The Waterworks. A mystery set in 1871 New York City with a possible supernatural element told from the perspective of a newspaperman. Told in the style of Edgar Allan Poe and Wilkie Collins, it's a creepy mystery for sure. Sign me up!
Trying to read more Kenyon College authors. It's where I went and is known for it's literary output. E.L. Doctorow is probably the most famous alum, so figured I'd start there. Mostly just read a bunch of Calvin and Hobbes (Bill Waterson also went there) and a contemporary professor that is an asshole.
Hell of an opening paragraph got me pretty interested:
“People didn’t take what Martin Pemberton said as literal truth, he was much too melodramatic or too tormented to speak plainly. Women were attracted to him for this - they imagined him as some sort of poet, though he was if anything a critic, a critic of his life and times. So when he went around muttering that his father was still alive, those of us who heard him, and remembered his father, felt he was speaking of the persistence of evil in general.”
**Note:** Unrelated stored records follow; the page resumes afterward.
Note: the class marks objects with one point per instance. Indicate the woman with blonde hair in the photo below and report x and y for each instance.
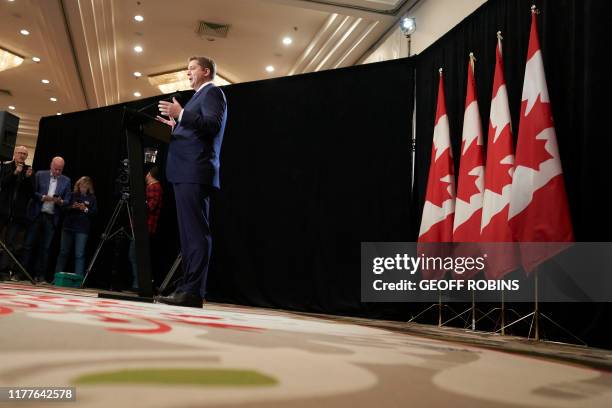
(75, 231)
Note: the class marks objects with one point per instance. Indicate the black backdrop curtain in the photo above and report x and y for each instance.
(312, 165)
(575, 44)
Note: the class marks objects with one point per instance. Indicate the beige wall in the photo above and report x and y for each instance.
(434, 18)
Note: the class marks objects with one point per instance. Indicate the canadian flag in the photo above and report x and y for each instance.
(498, 175)
(539, 210)
(437, 219)
(470, 185)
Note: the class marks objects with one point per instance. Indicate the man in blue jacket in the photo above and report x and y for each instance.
(193, 170)
(51, 189)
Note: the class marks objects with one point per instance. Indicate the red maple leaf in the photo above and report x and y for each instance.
(467, 182)
(497, 174)
(531, 152)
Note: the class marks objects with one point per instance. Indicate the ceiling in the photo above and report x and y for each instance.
(87, 52)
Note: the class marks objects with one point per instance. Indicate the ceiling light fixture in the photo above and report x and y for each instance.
(408, 26)
(173, 81)
(9, 60)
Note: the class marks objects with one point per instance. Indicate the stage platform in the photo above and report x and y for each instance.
(121, 353)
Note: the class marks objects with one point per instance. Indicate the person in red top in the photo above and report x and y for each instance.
(153, 194)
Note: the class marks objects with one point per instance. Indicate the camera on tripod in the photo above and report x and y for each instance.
(122, 182)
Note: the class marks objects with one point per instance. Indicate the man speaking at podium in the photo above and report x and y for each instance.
(193, 170)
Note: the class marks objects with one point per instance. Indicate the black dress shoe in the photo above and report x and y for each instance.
(181, 299)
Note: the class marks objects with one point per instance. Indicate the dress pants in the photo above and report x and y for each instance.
(12, 234)
(192, 208)
(78, 241)
(39, 234)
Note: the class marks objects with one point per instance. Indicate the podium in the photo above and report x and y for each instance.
(136, 125)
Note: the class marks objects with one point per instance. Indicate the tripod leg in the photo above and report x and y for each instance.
(16, 261)
(105, 236)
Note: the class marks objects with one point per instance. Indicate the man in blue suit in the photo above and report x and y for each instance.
(51, 189)
(193, 170)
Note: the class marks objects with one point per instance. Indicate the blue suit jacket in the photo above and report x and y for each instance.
(193, 154)
(41, 188)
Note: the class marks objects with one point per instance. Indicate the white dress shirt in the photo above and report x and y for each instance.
(49, 206)
(199, 89)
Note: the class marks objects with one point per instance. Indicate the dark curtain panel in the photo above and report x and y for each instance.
(575, 44)
(312, 165)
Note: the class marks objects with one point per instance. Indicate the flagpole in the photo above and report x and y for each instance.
(440, 300)
(536, 311)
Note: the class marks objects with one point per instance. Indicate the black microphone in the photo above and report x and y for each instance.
(176, 95)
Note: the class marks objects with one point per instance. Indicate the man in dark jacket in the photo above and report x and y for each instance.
(16, 189)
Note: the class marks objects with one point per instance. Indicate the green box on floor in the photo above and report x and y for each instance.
(69, 280)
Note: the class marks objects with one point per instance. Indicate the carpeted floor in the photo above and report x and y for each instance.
(120, 353)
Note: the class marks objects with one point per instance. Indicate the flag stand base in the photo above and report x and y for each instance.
(535, 319)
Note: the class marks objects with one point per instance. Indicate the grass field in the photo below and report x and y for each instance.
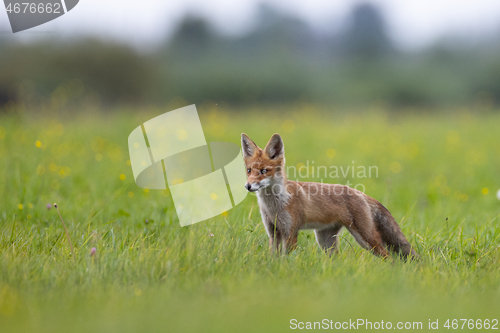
(438, 173)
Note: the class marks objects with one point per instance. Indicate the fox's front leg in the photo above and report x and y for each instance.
(275, 236)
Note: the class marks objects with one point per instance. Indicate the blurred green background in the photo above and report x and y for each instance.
(282, 59)
(427, 118)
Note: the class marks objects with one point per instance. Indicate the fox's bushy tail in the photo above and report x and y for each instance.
(391, 233)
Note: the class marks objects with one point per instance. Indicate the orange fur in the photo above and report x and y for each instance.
(288, 206)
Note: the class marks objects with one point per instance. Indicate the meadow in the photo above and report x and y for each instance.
(437, 172)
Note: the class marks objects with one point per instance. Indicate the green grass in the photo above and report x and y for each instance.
(437, 174)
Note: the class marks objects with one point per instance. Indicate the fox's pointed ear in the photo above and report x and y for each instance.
(248, 146)
(275, 147)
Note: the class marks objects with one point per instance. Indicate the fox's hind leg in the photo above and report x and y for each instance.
(327, 238)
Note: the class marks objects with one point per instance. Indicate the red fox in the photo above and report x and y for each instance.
(288, 206)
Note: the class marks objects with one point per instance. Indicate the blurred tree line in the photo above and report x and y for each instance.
(282, 59)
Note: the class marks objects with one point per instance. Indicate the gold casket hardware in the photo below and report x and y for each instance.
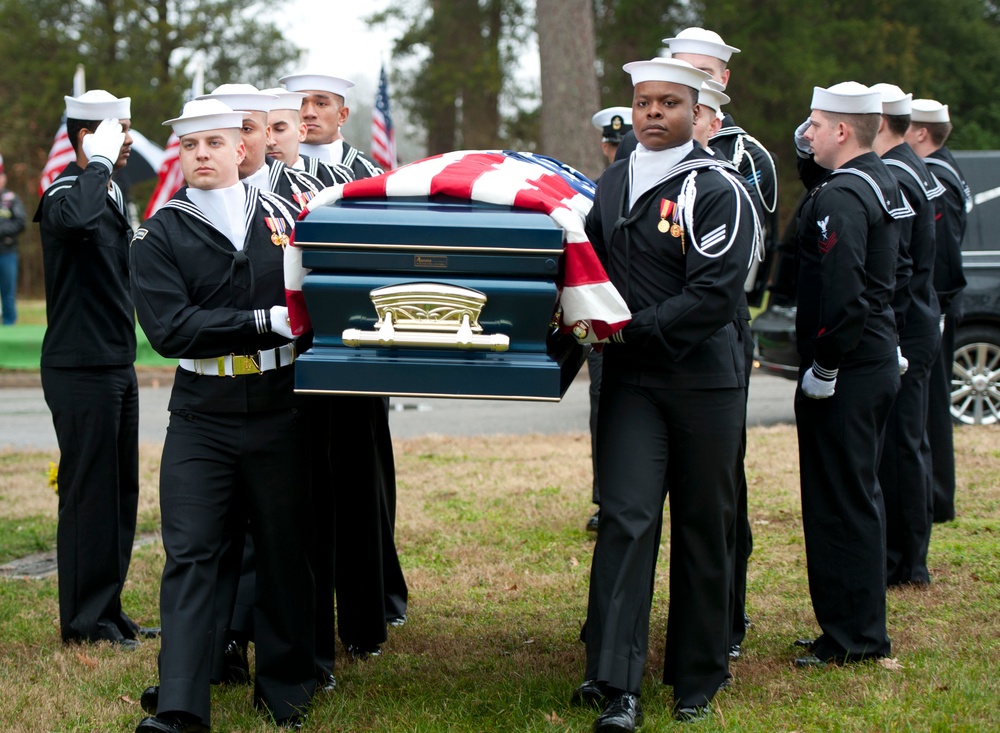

The gist is the narrator, McIlvaine, who works as a newspaper editor, seeks his missing freelance reporter Martin Pemberton who has vanished after telling him he has seen his recently deceased father alive, wandering the streets of New York. McIlvaine and Detective Donne, one of the few good cops in an age of corruption, uncover a mystery involving the deaths of several wealthy New York men, the elder Pemberton among them. All of this leads to trouble, as you might expect.
Three things I really loved about the book. First, his narrator is a newspaper editor named McIlvaine. I'm crazy about detective novels where it's a regular Joe who gets pulled into the action. This is especially true if the guy is a newspaperman like I used to be. With this being back in the 19th century, we get a lot of how the industry worked back then, which is cool and interesting, to me at least. Second, get a nice portrait of the New York City of old. Like other Doctorow novels, this is a document of the city. The novel's greatest strength is these vivid, rich description of the cultural landscape of the Boss Tweed-controlled city that is on the verge of falling apart.
Lastly, I was pretty interested by the villain of the novel. Something of a Moriarty type, Dr. Sartorius is a great character that is whispered about throughout much of the novel. Once we finally see him near the end, he lives up to the hype as a Mengele-like physician that plays god while disregarding morality and convention. Unlike Mengele, however, he might be onto something with his work.
Only thing I wasn't crazy about was Doctorow's writing style. Dude loves ellipses as there are about 1,000 of them, no shit. Guess it gives the impression of thought or oral storytelling. Also, the narrator is old and tells of some crazy shit. Sort of signifies his difficulty in telling the tale. I found that aspect a little gimmicky.